ILLINOIS APPELLATE COURT SECOND DISTRICT, SECOND DIVISION.
AUGUST 19, 1960.
EDWARD BALSTAD, PLAINTIFF-APPELLEE,
SOLEM MACHINE COMPANY, DEFENDANT-APPELLANT.
Appeal from the Circuit Court of Winnebago county; the Hon.
ARTHUR V. ESSINGTON, Judge, presiding. Judgment affirmed.
This was an action for damages for breach of an alleged oral contract of employment. The cause was tried to verdict in the Circuit Court of Winnebago County. A verdict of $2,837.75 was returned by the jury for the plaintiff.
Defendant appeals from the judgment on the verdict and contends that the alleged oral contract is unenforceable under the provisions of Section 1 of the Statute of Frauds (Ill. Rev. Stat. 1955, Chap. 59, Par. 1). It also contends that the verdict is against the manifest weight of the evidence and that the evidence shows a mutual mistake and no contract. Finally, the defendant contends that the court erred in excluding evidence offered by the defendant.
The uncontradicted facts show that plaintiff was employed by the defendant at its plant in Lockport, New York, as an engineer, for a period of thirty-one and one-half months. He was hired by the president of the defendant corporation after two interviews in the fall of 1955. Only the plaintiff and defendant's president participated in the negotiations culminating in the employment of the plaintiff in these interviews, and only these two testified as to the terms of the oral agreement.
Plaintiff claimed that he was to be paid $11,000.00 per year, payable monthly. Defendant contended that the salary was some lesser amount as reflected by the payroll records. It was also contended by the plaintiff that he was entitled to vacation pay for vacations he had been requested not to take and contended that the defendant had agreed to pay for a six weeks trip to Norway to visit his mother. Defendant denied these contentions.
Various exhibits were introduced by both parties. None of the exhibits, however, are definite as to the relations between the parties and to quote extensively from them would only serve to unduly extend this opinion without corresponding benefit. Suffice it to say that these exhibits together with the testimony of the parties presented controverted factual issues.
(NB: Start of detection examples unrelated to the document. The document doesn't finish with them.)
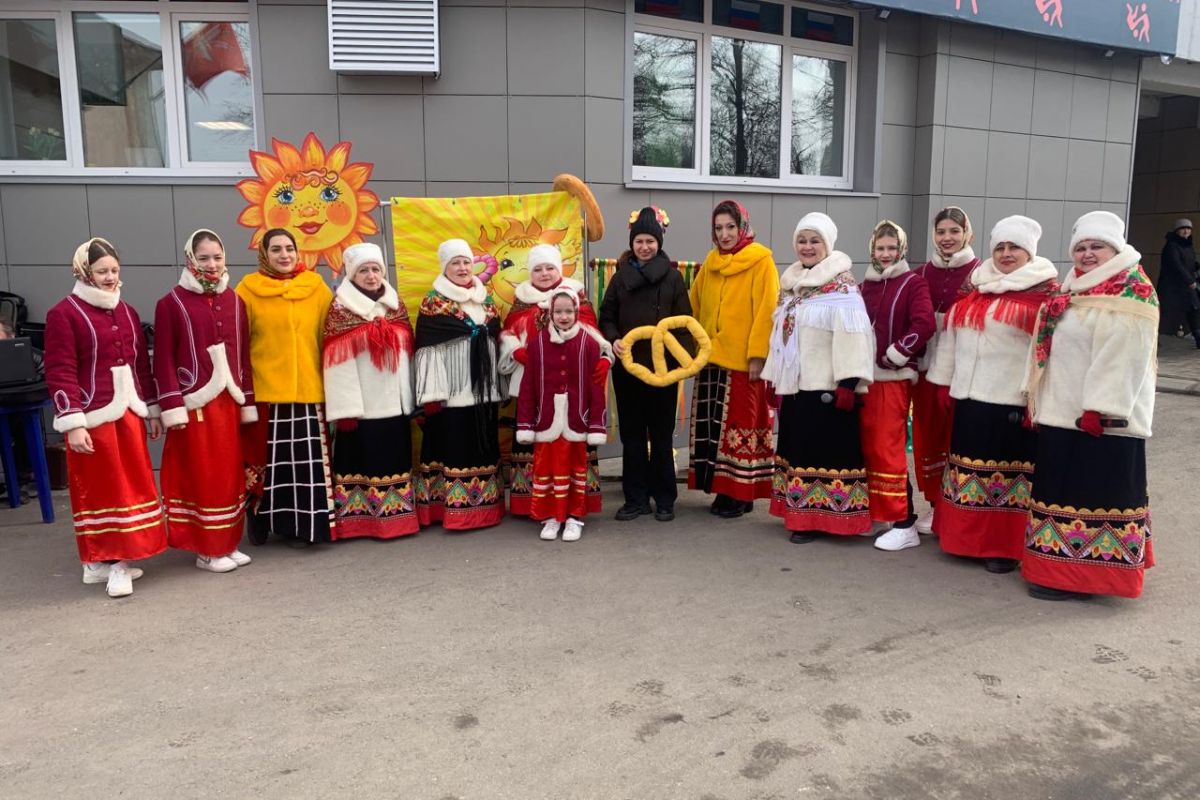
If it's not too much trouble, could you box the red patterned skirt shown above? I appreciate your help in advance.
[688,365,775,503]
[912,373,954,505]
[529,438,588,522]
[934,399,1037,560]
[67,411,167,564]
[416,403,504,530]
[1021,426,1154,597]
[859,380,912,522]
[160,392,246,557]
[770,392,871,536]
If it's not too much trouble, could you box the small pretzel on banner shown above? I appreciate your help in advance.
[620,314,713,386]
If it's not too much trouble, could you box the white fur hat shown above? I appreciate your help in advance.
[526,245,563,270]
[438,239,475,272]
[792,211,838,251]
[990,213,1042,258]
[1067,211,1126,253]
[342,241,388,281]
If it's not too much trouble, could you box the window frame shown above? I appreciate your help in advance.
[625,0,862,191]
[0,0,255,178]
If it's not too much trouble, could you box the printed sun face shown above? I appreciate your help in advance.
[238,133,379,273]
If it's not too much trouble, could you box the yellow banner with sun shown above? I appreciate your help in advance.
[391,192,584,314]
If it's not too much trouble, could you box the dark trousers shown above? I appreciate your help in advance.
[612,362,679,510]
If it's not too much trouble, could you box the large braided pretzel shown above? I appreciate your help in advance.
[620,314,713,386]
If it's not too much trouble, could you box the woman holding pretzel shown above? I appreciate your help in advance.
[1021,211,1158,600]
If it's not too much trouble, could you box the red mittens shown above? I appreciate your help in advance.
[1079,411,1104,437]
[592,359,612,386]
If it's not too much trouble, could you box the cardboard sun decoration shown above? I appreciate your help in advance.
[238,133,379,275]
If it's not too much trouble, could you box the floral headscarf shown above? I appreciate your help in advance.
[71,236,121,288]
[709,200,754,253]
[258,228,307,281]
[184,228,226,294]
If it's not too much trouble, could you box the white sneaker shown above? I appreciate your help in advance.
[563,519,583,542]
[196,555,238,572]
[83,561,144,583]
[106,561,133,597]
[875,528,920,551]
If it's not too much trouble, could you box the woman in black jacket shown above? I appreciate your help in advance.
[1158,219,1200,348]
[600,206,691,522]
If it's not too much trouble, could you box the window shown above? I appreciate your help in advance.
[0,0,256,175]
[630,0,858,188]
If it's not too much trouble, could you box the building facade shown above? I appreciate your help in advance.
[0,0,1200,320]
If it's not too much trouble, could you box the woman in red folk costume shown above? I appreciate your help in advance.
[912,205,980,534]
[323,242,420,539]
[498,245,612,517]
[46,239,167,597]
[516,287,608,542]
[1021,211,1159,600]
[154,228,258,572]
[859,219,935,551]
[929,216,1058,572]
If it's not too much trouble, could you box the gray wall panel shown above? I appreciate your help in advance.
[0,184,91,271]
[88,186,176,267]
[425,96,509,182]
[338,95,425,181]
[508,8,583,95]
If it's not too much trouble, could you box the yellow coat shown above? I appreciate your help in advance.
[691,242,779,372]
[236,272,334,403]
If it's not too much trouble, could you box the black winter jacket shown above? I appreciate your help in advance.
[600,251,695,368]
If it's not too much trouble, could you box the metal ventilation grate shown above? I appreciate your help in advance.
[329,0,440,76]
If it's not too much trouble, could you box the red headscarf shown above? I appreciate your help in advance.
[709,200,754,254]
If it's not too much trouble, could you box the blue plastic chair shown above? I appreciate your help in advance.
[0,399,54,522]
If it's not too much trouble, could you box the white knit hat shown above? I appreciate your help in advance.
[1067,211,1126,253]
[526,245,563,270]
[342,241,388,281]
[438,239,475,272]
[991,213,1042,258]
[792,211,838,251]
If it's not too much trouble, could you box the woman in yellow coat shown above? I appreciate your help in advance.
[238,228,334,545]
[688,200,779,518]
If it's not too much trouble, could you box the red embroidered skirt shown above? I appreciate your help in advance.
[67,411,167,563]
[161,392,246,555]
[858,380,912,522]
[688,365,775,503]
[912,373,954,505]
[529,438,588,522]
[934,399,1037,560]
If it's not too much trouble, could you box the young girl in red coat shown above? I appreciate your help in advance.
[46,239,167,597]
[859,219,935,551]
[154,228,258,572]
[517,288,608,542]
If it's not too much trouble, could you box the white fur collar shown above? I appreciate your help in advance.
[929,245,974,270]
[179,266,229,294]
[971,255,1058,294]
[863,258,908,281]
[779,249,853,291]
[433,273,487,303]
[336,278,400,319]
[514,278,583,306]
[1062,245,1141,293]
[71,281,121,311]
[546,319,580,344]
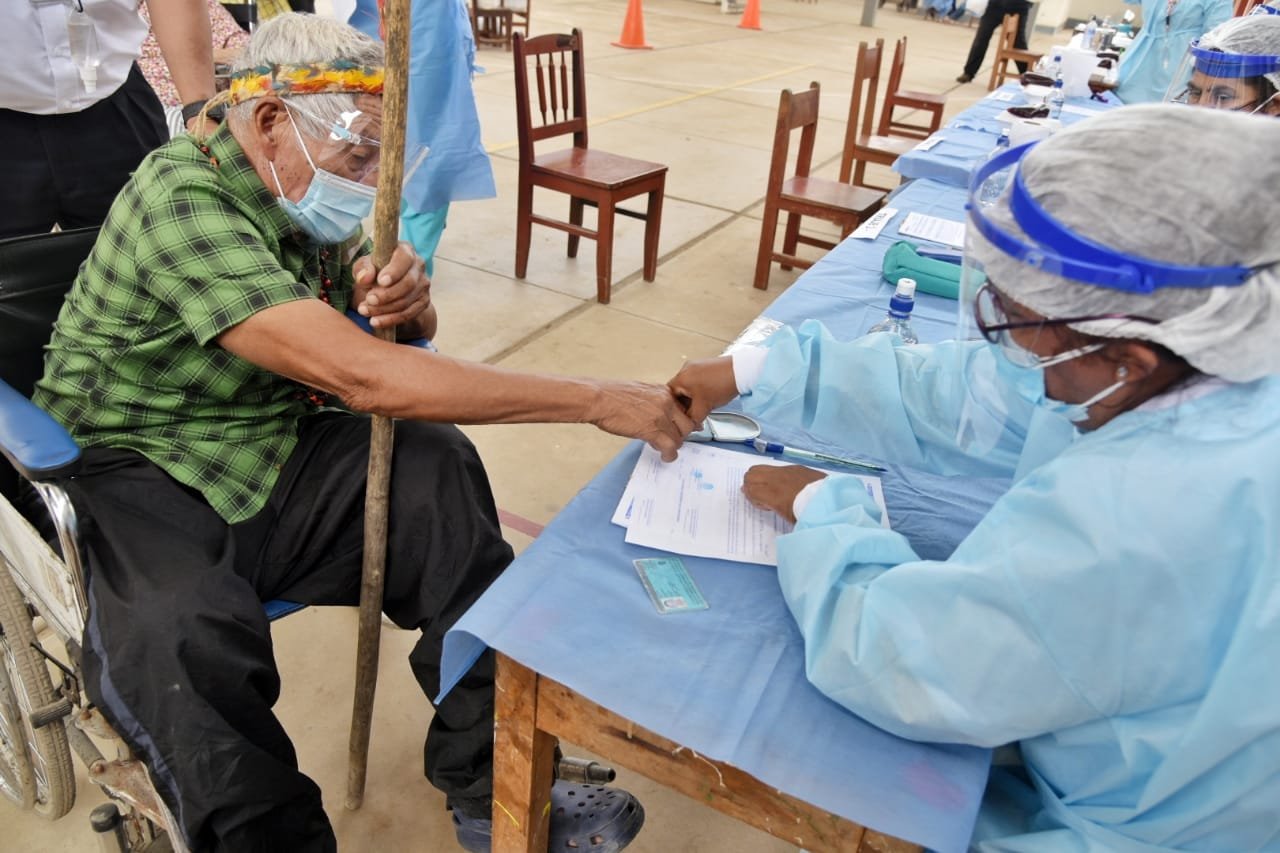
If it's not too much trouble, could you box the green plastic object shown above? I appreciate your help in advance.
[882,240,960,300]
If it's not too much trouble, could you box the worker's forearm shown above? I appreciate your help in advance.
[146,0,214,104]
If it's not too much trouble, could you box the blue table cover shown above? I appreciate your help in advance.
[442,175,1007,852]
[893,83,1120,187]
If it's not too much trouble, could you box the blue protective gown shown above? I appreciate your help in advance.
[744,323,1280,853]
[1116,0,1231,104]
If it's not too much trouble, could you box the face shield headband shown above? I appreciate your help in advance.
[1189,40,1280,78]
[965,142,1252,293]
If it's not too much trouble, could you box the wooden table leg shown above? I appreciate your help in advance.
[493,653,556,853]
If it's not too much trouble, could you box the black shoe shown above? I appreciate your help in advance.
[453,780,644,853]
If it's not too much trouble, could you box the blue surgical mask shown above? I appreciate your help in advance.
[268,115,378,245]
[993,339,1126,424]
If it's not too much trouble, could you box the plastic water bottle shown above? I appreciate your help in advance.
[1044,72,1066,119]
[978,127,1009,207]
[867,278,920,343]
[1080,15,1098,50]
[67,6,102,92]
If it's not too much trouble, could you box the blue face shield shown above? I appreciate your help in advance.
[955,139,1251,445]
[268,113,378,245]
[995,339,1128,424]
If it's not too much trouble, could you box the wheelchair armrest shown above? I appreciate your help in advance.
[347,309,436,352]
[0,382,79,482]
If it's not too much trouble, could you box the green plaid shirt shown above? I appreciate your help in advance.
[35,126,363,523]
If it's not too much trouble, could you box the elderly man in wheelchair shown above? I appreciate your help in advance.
[0,15,692,852]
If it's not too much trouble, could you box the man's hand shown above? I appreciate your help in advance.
[352,241,435,337]
[586,382,694,462]
[667,356,737,428]
[742,465,827,524]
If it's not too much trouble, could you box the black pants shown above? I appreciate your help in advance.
[68,412,512,853]
[964,0,1032,77]
[0,65,169,237]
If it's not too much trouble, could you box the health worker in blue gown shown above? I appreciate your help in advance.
[1165,12,1280,117]
[1116,0,1231,104]
[671,105,1280,853]
[348,0,497,274]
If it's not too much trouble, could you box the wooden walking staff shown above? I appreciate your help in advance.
[347,0,410,809]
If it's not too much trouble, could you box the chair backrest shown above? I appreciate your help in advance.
[767,82,820,197]
[511,28,586,165]
[845,38,884,140]
[0,228,99,397]
[0,228,99,501]
[876,36,906,136]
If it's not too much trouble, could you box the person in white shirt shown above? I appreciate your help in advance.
[0,0,214,237]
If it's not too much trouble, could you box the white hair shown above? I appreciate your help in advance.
[227,12,384,133]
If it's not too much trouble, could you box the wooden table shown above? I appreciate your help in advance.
[493,652,922,853]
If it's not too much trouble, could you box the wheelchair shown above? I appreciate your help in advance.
[0,228,302,853]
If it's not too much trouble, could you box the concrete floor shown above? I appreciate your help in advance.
[0,0,1052,853]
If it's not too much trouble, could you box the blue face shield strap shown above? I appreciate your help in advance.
[966,142,1252,293]
[1190,40,1280,78]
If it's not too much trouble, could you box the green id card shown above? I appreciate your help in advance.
[635,557,710,613]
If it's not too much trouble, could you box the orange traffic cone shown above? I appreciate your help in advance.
[612,0,653,50]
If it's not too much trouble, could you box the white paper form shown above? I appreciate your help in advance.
[897,211,964,248]
[613,444,888,566]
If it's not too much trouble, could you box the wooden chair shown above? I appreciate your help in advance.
[876,36,947,140]
[840,38,916,190]
[471,0,532,50]
[755,83,884,291]
[513,28,667,302]
[987,15,1041,92]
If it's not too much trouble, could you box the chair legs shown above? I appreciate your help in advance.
[754,204,778,291]
[568,196,586,257]
[516,182,534,278]
[782,213,800,270]
[595,202,614,305]
[644,184,667,282]
[516,181,666,305]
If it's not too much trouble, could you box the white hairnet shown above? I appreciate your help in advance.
[970,104,1280,382]
[1199,14,1280,88]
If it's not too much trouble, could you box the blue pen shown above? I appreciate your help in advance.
[742,438,884,474]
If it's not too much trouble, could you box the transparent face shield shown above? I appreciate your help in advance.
[283,95,428,188]
[1165,41,1280,114]
[956,143,1249,456]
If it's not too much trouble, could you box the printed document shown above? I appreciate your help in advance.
[613,443,888,566]
[897,213,964,248]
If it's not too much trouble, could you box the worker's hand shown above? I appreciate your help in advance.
[667,356,737,429]
[187,115,218,140]
[352,241,434,337]
[742,465,827,524]
[586,382,694,462]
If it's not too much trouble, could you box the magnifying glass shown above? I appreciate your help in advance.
[685,411,760,444]
[685,411,884,473]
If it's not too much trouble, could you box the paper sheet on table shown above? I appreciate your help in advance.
[613,444,888,566]
[897,213,964,248]
[1062,104,1106,115]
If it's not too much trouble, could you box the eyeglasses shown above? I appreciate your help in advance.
[973,282,1160,343]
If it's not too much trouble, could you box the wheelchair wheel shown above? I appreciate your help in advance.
[0,653,36,809]
[0,558,76,820]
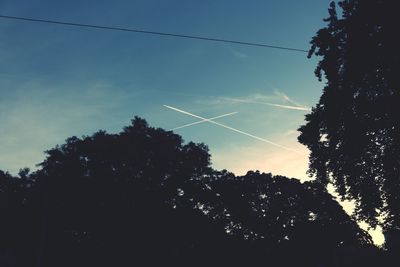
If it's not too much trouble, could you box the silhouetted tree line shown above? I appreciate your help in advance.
[299,0,400,264]
[0,0,400,267]
[0,118,382,266]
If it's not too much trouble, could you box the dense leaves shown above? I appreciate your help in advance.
[299,0,400,233]
[0,118,379,266]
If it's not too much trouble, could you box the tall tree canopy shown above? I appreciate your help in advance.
[0,118,376,267]
[299,0,400,232]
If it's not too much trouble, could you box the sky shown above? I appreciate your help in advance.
[0,0,384,247]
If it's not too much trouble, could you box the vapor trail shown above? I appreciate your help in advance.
[170,112,237,131]
[275,91,311,111]
[163,105,303,155]
[222,98,311,111]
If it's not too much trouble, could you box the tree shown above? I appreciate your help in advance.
[298,0,400,233]
[0,118,378,267]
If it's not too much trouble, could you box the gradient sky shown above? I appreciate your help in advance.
[0,0,386,246]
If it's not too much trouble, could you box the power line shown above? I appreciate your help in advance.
[0,15,308,53]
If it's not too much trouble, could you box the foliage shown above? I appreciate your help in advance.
[299,0,400,229]
[0,118,378,266]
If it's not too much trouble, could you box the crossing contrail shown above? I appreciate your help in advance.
[170,112,237,131]
[163,105,303,155]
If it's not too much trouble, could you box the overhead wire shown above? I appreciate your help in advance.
[0,14,308,53]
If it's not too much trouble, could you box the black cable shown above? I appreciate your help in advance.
[0,15,308,53]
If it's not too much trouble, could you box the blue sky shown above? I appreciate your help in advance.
[0,0,329,179]
[0,0,383,247]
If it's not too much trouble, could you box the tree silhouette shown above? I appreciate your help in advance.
[0,117,379,267]
[299,0,400,238]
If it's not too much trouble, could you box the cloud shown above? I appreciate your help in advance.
[211,137,310,181]
[197,91,311,111]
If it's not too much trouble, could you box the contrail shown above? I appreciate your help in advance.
[163,105,303,155]
[275,91,311,111]
[170,112,237,131]
[226,98,311,111]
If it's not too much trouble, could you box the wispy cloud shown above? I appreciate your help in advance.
[275,90,311,110]
[198,91,311,111]
[223,97,311,111]
[211,136,311,181]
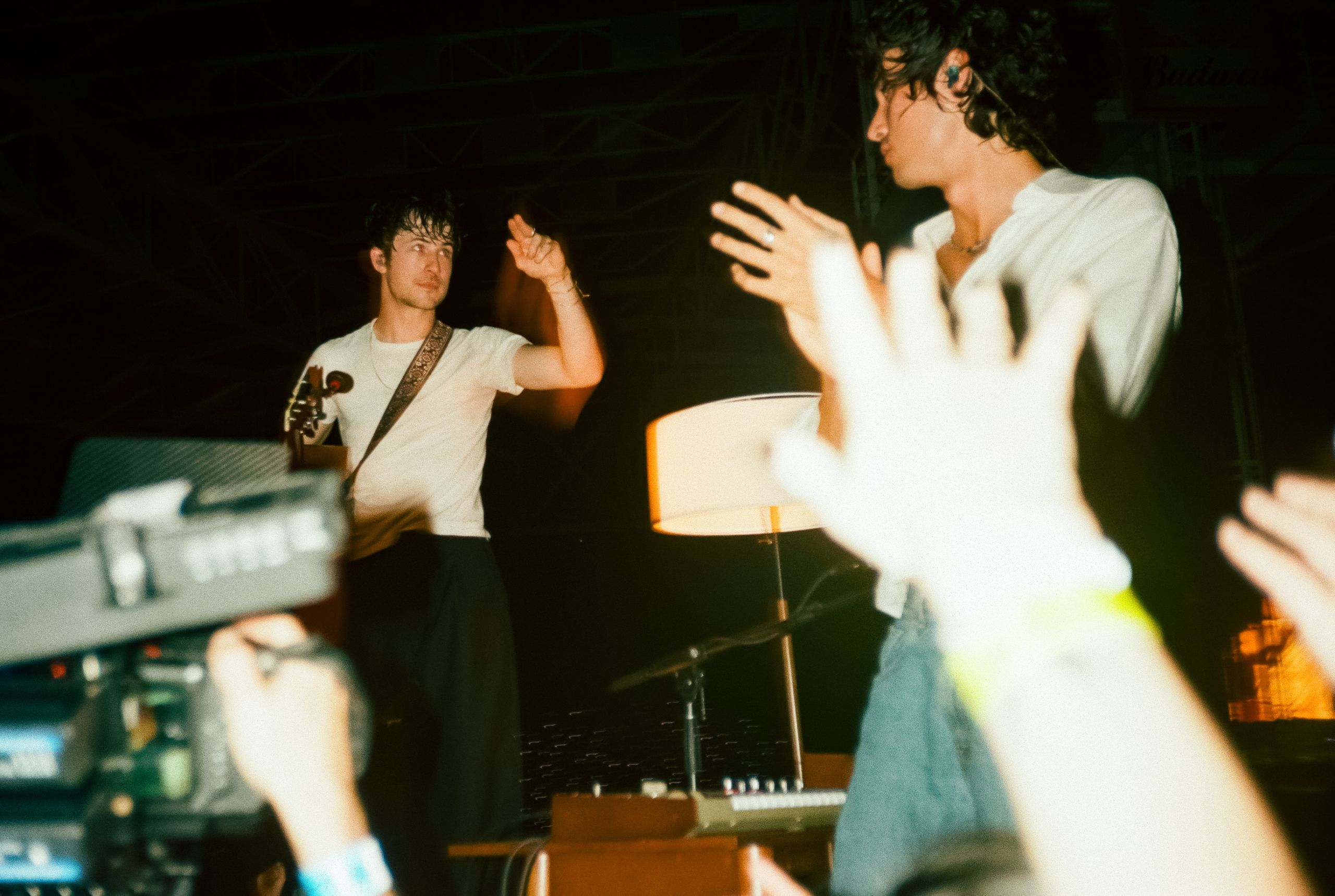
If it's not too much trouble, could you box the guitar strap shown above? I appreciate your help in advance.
[343,321,454,495]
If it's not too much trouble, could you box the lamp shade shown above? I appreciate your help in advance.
[646,392,821,535]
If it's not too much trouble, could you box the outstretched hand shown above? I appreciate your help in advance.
[505,215,570,291]
[709,181,885,374]
[1219,473,1335,678]
[774,240,1125,635]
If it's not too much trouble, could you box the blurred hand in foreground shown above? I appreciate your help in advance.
[1218,473,1335,678]
[208,614,367,865]
[742,845,810,896]
[774,242,1125,638]
[709,181,885,375]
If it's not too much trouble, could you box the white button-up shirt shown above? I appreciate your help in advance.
[876,168,1182,618]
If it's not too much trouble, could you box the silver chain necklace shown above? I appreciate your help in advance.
[951,234,992,255]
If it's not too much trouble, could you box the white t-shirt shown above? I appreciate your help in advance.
[307,321,529,559]
[876,168,1182,618]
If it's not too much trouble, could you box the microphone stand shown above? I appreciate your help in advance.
[609,587,872,791]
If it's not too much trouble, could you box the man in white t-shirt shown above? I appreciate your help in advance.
[299,193,602,896]
[711,0,1182,896]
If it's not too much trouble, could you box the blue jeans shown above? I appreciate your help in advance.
[830,589,1015,896]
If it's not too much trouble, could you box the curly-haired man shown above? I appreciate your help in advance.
[711,0,1182,896]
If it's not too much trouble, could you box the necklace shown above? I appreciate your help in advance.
[951,234,992,255]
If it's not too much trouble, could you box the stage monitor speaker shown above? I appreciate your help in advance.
[59,438,287,517]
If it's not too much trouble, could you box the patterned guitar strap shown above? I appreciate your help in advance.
[343,321,454,498]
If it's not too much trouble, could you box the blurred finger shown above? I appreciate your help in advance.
[709,234,774,273]
[709,202,784,244]
[232,613,306,647]
[733,180,803,230]
[1242,486,1335,586]
[888,250,953,363]
[1275,473,1335,525]
[954,283,1015,364]
[811,240,891,400]
[1020,283,1094,404]
[729,264,792,304]
[742,844,810,896]
[1216,520,1335,678]
[205,625,263,698]
[787,195,848,236]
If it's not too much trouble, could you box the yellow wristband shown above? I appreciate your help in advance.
[945,587,1160,718]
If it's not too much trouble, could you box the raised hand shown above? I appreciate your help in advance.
[208,616,367,864]
[1219,473,1335,678]
[709,181,884,374]
[774,240,1127,638]
[505,215,570,292]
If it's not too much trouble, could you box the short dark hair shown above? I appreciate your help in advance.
[857,0,1066,166]
[366,190,463,255]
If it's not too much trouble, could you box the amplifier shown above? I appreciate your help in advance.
[551,789,845,843]
[0,470,347,665]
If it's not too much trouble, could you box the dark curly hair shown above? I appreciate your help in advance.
[366,190,463,256]
[857,0,1066,166]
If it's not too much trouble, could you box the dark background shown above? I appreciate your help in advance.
[0,0,1335,887]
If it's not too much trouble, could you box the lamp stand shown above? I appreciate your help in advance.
[761,508,805,791]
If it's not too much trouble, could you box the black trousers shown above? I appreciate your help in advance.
[347,532,522,896]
The effect of the verdict of the jury has been to enforce an oral contract and so, we must first determine if this contract was unenforceable as the defendant claims. The pertinent portion of the statute involved (Ill. Rev. Stat. 1955, Chap. 59, Par. 1), provides as follows:
"That no action shall be brought, whereby to charge any executor or administrator upon any special promise to answer any debt or damages out of his own estate, or whereby to charge the defendant upon any special promise to answer for the debt, default or miscarriage of another person, or to charge any person upon any agreement made upon consideration of marriage, or upon any agreement that is not to be performed within the space of one year from the making thereof, unless the promise or agreement upon which such action shall be brought, or some memorandum or note thereof, shall be in writing and signed by the party to be charged therewith, or some other person thereunto by him lawfully authorized."
While the plain language of the statute would appear to preclude a recovery in this case, we believe that the settled law of Illinois has properly distinguished this particular type of transaction from the contract prohibited by the statute. It is true that performance under the contract has extended over a period well in excess of a year. Also, it must be concluded that it was the intention of the parties that the contract should extend for a period of more than one year. However, this was a personal contract which might or might not have been performed according to the intention of the parties. We believe that the courts have interpreted this statute to provide that the contract is unenforceable only if it is impossible of performance in one year.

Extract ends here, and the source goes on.